The OWS movement is part of the way there. The “We Are the 99 Percent” trope is powerful. It is true. But the movement has to prove that it really is the 99 percent. It has to win middle America, and the way to win middle America is to be middle America. For all the Seattle-ish longhairs down in Zucotti Park—whom the mainstream media and the right wing will undoubtedly highlight—there are, to be sure, homemakers in Wilkes-Barre and IT guys in Dubuque who sympathize. Find them. Put them out there. Get them on cable.

And finally, don’t fight the man. Maybe in 1968 in Grant Park, the cops were pigs. Today, the cops aren’t pigs. They aren’t the man. They’re working stiffs, and they’re part of the 99 percent. They have underwater mortgages in Ronkonkoma and Orangeburg. Don’t make them arrest you. Make them part of the 99 percent. And don’t mess with traffic. That just pisses people off.

An execrable legacy of ’68 is the temptation to treat politics as a realm of self-expression. But it isn’t. Politics is where you go to get things done, to change things. Changing things means persuading those people sitting at home watching on TV. The bulk of those people have been persuaded that they don’t like government. But they also know that the system is rigged against them. Get them on your side. Be them. They’ll be with you, if you only invite them along.

All of the above pretty much sums up what OWS has to do to move society in the direction they want it to go, but - once again - this has to involve ordinary middle Americans, a tranche of society disdained by the radical chic and the streetfighters of the late 1960s. It means involving people from Flyover and Shitkicker country, the sort whom the likes of Bill Maher dislike and avoid. It means hard graft and patience and communication and inclusion. It means that there are more people suffering what you're suffering than you'd care to admit, and many of those may not vote your way.

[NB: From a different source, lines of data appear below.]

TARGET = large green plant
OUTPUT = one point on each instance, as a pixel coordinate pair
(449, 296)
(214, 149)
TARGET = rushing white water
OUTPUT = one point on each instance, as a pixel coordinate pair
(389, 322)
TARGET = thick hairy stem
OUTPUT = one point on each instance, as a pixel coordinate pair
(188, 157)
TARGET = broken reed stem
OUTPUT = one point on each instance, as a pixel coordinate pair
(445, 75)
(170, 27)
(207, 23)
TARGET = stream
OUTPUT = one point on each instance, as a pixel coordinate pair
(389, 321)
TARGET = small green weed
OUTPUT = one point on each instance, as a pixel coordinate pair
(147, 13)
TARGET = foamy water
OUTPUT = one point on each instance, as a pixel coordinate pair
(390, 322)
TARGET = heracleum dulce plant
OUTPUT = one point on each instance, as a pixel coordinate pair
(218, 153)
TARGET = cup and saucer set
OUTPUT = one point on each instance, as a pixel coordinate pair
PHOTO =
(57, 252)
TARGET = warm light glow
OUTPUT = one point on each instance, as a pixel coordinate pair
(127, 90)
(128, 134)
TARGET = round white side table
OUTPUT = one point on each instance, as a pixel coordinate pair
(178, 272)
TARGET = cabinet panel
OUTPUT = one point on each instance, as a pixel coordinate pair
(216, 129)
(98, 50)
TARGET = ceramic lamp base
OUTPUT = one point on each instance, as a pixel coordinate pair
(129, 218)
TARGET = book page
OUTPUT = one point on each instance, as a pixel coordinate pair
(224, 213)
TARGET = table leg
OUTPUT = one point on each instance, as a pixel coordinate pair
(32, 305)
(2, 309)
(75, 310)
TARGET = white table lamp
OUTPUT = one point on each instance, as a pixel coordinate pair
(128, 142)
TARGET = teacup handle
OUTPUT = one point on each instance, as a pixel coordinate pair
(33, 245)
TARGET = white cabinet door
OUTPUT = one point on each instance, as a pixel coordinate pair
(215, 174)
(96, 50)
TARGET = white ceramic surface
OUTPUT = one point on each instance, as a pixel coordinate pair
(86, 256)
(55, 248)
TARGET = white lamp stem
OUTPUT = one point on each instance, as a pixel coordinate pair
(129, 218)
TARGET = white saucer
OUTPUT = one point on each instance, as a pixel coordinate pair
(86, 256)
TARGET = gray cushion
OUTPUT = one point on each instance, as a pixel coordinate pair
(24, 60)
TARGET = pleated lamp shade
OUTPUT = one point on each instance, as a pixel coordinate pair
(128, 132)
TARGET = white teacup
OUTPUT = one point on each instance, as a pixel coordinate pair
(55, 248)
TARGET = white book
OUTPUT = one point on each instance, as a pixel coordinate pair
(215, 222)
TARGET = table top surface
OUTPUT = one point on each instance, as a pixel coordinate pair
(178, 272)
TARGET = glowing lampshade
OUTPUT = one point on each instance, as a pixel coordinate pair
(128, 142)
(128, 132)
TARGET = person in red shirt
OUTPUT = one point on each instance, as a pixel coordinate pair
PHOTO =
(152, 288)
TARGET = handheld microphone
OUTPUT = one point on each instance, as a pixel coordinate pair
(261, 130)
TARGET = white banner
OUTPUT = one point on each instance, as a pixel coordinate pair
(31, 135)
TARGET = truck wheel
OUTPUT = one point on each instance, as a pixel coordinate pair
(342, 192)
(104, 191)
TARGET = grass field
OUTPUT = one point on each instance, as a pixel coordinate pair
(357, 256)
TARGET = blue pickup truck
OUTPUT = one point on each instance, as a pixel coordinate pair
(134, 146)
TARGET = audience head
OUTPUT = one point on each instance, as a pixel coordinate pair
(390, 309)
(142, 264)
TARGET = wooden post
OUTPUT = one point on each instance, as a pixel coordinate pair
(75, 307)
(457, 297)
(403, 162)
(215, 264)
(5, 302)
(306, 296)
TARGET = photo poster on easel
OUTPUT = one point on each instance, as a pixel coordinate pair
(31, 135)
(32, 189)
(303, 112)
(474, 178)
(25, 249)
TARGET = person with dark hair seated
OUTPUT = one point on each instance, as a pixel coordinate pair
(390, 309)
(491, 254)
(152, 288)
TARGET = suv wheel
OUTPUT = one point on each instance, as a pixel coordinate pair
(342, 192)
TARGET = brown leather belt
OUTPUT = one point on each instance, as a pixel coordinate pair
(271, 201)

And I'd add to Tomasky's list of people to avoid as spokespeople for this cause one Alan Grayson. Grayson, one must remember, is a politician, who is running to re-attain the Congressional seat he lost in the 2010 Midterms. Until now, people within this movement have been loathe to have politicians appropriate their movement. It's wise to remember that Grayson is, at the end of the day, a politician, and that can be synonymous with something too.